Using Unicode in fancyvrb’s VerbatimOut
Asked Answered
R

5

7

Problem

VerbatimOut from the “fancyvrb” package doesn’t play nicely with UTF-8 characters.

Minimal working example:

\documentclass{minimal}
\usepackage[utf8]{inputenc}
\usepackage[T1]{fontenc}
\usepackage{fancyvrb}

\begin{document}
\begin{VerbatimOut}{\jobname.test}
é
\end{VerbatimOut}

\input{\jobname.test}
\end{document}

Error message

When compiled using pdflatex mini, this gives the error

File ended while scanning use of \UTFviii@three@octets.

A different error occurs when the sole occurrence of é above is replaced by something else, e.g. é */:

Package inputenc Error: Unicode char \u8:### not set up for use with LaTeX.

– indicating that in this case, LaTeX succeeds in reading a multi-byte UTF-8 character, but not knowing what to do with it (i.e. it’s the wrong character).

In fact, when I open the produced .test file manually, it contains the character é, but in Latin-1 encoding!

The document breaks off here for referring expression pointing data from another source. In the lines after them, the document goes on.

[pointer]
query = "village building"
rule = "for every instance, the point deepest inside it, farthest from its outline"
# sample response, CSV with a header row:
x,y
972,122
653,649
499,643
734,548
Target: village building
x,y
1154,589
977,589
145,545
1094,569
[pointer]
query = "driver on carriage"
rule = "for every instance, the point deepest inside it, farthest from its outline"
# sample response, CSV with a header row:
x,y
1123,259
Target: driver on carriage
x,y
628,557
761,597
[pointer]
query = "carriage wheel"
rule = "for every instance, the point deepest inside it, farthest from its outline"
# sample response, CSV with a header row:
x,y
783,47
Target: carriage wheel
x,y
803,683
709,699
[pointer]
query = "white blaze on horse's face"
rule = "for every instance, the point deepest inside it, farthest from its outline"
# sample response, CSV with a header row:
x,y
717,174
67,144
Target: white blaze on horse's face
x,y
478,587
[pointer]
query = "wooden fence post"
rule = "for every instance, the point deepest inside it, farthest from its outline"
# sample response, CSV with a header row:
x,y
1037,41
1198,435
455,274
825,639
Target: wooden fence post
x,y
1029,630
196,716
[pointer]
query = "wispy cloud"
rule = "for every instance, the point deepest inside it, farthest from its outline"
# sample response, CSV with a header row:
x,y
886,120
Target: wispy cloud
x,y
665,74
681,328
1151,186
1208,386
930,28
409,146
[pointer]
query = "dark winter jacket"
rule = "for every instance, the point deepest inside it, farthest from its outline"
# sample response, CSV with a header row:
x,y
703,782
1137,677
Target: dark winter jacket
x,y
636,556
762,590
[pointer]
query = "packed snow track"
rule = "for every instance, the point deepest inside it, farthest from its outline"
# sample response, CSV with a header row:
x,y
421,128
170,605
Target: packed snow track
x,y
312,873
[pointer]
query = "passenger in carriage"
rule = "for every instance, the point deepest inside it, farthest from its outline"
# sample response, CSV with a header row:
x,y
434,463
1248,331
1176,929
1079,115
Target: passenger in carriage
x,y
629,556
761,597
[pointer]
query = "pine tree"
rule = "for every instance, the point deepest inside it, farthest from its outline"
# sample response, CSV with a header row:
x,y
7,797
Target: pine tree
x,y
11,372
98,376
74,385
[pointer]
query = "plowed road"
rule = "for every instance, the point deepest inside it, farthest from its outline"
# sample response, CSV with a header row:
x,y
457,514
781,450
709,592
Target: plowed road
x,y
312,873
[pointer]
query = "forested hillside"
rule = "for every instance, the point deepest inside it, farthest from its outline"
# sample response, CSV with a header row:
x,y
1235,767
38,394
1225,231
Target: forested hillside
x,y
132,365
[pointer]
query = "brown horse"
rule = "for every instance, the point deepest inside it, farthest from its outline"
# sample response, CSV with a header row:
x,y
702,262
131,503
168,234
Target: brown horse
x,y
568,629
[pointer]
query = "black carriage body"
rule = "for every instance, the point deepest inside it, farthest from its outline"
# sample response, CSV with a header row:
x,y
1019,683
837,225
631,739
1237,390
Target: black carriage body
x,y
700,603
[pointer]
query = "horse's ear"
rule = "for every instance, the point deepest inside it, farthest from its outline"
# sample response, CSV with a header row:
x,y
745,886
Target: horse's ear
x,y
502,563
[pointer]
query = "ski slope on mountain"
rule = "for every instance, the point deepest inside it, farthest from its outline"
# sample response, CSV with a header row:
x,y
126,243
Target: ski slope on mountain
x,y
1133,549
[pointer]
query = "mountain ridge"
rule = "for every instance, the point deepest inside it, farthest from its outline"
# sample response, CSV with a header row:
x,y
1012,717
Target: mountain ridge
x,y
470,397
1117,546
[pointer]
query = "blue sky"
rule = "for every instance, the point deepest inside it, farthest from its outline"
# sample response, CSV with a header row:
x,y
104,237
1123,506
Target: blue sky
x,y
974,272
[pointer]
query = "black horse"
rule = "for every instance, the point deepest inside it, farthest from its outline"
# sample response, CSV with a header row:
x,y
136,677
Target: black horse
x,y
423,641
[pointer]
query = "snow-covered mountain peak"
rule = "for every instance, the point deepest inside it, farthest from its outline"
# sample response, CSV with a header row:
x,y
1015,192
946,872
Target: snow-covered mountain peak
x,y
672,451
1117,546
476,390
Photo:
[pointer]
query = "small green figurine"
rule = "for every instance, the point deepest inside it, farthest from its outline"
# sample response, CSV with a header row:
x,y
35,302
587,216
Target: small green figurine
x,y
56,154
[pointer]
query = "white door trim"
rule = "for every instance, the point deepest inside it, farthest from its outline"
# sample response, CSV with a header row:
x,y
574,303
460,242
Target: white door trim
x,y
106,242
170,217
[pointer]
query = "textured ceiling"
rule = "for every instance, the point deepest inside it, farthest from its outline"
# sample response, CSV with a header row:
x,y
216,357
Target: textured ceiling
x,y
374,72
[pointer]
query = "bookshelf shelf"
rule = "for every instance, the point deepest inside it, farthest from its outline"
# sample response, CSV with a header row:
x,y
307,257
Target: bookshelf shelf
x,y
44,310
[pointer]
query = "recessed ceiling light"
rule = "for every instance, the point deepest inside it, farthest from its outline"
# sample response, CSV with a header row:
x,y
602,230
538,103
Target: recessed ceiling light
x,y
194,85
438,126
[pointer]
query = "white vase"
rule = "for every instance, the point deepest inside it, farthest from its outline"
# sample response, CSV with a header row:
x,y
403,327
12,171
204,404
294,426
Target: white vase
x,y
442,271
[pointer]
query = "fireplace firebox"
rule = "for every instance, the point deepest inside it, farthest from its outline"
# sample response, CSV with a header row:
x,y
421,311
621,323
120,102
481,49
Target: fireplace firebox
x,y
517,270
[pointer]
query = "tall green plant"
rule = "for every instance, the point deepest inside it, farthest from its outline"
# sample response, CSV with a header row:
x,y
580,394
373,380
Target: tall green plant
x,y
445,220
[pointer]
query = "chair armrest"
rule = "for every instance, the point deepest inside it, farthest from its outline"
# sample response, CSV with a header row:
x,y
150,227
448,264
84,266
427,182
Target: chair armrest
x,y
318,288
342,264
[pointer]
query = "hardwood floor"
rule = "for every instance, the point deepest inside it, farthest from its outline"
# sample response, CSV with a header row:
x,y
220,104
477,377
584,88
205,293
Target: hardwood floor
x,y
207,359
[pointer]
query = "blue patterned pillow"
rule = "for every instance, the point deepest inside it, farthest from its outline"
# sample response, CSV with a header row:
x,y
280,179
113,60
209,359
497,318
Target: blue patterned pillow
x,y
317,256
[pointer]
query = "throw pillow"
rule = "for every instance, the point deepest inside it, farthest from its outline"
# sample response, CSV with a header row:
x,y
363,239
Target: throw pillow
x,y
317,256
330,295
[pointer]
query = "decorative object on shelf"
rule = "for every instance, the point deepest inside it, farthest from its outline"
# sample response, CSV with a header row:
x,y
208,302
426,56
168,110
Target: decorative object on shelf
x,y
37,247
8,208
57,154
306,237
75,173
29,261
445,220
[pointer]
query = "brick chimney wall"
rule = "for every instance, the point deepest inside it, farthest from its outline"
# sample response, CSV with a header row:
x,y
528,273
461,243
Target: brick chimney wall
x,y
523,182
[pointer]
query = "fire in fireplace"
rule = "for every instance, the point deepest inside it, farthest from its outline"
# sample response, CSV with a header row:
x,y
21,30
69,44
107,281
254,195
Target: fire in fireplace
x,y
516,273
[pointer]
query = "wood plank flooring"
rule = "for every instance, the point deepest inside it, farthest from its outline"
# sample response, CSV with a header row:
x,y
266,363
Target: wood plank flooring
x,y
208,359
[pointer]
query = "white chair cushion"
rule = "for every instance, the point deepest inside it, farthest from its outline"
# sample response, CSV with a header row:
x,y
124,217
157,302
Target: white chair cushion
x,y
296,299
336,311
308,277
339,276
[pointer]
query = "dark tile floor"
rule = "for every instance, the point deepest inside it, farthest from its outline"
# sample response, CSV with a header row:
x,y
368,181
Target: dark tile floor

Proof: when I open the files in a hex editor, I get the following:

  • Original file: C3 A9 (corresponds to LATIN SMALL LETTER E WITH ACUTE in UTF-8)
  • Written file: E9 (corresponds to é in Latin-1)

Question

How to set VerbatimOut up correctly?

filecontents* (from “filecontents”) shows that it can work. Unfortunately, I don’t understand either code so I cannot fix fancyvrb’s code by replicating the logic from filecontents manually.

I also cannot use filecontents* instead of VerbatimOut because the former doesn’t work within a \newenvironment, while the latter does.

(Oh, by the way: vanilla Verbatim instead of VerbatimOut also works as expected. The error seems to occur when writing the file, not when reading the verbatim input)

Rickart answered 25/1, 2010 at 14:34 Comment(0)
O
4

Is your end goal to write symbols and accents in Verbatim? Because you can do that like this:

\documentclass{article}
\usepackage{fancyvrb}
\begin{document}
\begin{Verbatim}[commandchars=\\\{\}]
\'{e} \~{e} \`{e} \^{e}
\end{Verbatim}
\end{document}

The commandchars option allows the \ { } characters to work as they normally would.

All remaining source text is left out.